All public figures are objects of mass transference. As an emergency physician I am regularly the subject of transference issues on a tiny scale. However, this is an essential part of the therapeutic process. Patients imbue me with qualities and values that I have in short supply in my personal life. Although years of intense study and training have made me competent, my modest power as a healer ascends from the patient to me through this mechanism.
Barack Obama's ascendancy is not mere idolatry. It is instead a small measure of salvation for a nation that has slipped from a position of unequaled dominance for fifty years into the uncertainty of decline. If this man becomes president, what are the unrealized possibilities for the country? It isn't the end of racism or inequality. Nor is it the answer to the calamities which Craig Nulan copiously documents. But it is a singular and fragile achievement for a nation which struggles to create institutions that express the popular will with all its pockmarks and wrinkles.
The coronation of Obama would quite logically and erroneously be dismissed by some as ephemera. Unlike the messianic appeal of Ron Paul, progressive interests don't appear perfectly aligned with the man. In a modern culture where theater is at least as important as substance Obama has an exuberant style of his own. It remain to be seen, however, if this can be coupled with a popular initiative to create an enduring and proud legacy.
Monday, January 7, 2008
Ted Widmer is a historian and worked as a speech writer during the Clinton presidency. He is the editor of one of my favorite books, American Speeches: Political Oratory from Abraham Lincoln to Bill Clinton. His recent article in Washington Monthly combined with Paul Krugman's op-ed in last Friday's New York Times highlight the real uncertainties but achievable goals for a hypothetical Obama presidency.
Foreign policy remains the area where a president's influence is greatest. Does Senator Obama have what it takes? No global concern can be adequately addressed without China's input. Will Obama meet this challenge directly or will he relentlessly pursue the War on Terror to it's ill fated outcome?

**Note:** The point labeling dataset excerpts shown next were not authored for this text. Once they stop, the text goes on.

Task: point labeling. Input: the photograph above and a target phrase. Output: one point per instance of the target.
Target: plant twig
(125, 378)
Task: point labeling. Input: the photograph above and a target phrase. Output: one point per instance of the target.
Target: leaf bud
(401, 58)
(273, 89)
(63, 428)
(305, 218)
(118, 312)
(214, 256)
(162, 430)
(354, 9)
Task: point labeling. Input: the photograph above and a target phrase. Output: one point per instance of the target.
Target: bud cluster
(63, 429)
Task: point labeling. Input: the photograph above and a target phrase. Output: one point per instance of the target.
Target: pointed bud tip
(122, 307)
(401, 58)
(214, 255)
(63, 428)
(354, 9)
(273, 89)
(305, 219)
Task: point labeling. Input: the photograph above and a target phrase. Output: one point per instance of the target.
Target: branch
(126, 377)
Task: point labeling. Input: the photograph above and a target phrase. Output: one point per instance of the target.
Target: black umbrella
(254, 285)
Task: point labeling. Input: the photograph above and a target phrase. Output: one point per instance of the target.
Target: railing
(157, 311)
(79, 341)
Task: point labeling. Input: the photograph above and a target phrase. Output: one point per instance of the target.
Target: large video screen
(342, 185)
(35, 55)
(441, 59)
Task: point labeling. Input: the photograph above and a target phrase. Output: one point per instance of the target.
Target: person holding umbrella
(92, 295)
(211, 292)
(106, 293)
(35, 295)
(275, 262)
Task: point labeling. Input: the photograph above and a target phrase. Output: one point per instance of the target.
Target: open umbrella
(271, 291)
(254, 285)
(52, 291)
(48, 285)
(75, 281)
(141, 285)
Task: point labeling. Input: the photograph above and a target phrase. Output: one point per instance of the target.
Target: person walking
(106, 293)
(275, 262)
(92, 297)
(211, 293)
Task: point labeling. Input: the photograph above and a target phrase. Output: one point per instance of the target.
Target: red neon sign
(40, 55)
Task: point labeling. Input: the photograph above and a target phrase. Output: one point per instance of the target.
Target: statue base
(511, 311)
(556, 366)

Obama's vision of foreign policy doesn't include a platform for eliminating nuclear weapons. His nuclear policy is thunderously silent on China's role as a facilitator in nuclear weapons development by rogue states.
I am heartened that his criticisms of UN shortcomings are coupled with an acknowledgment of the organization's importance and a far less inimical stance. He espouses the model of foreign relations backed by enhanced if not outright aggressive military posture. But it is doubtful that any President of the United states could ever decline this Truman legacy.
Sadly, he treats Africa as a charity case. He spouts the usual tropes about how America should be engaged to relieve burdens such a hunger, AIDS, and ethnic cleansing. This is an outdated way of thinking that will engender little domestic support. As Barack continues his role as legitimate contender we can expect the mutual complaisance to further erode. But it sure was fun while it lasted.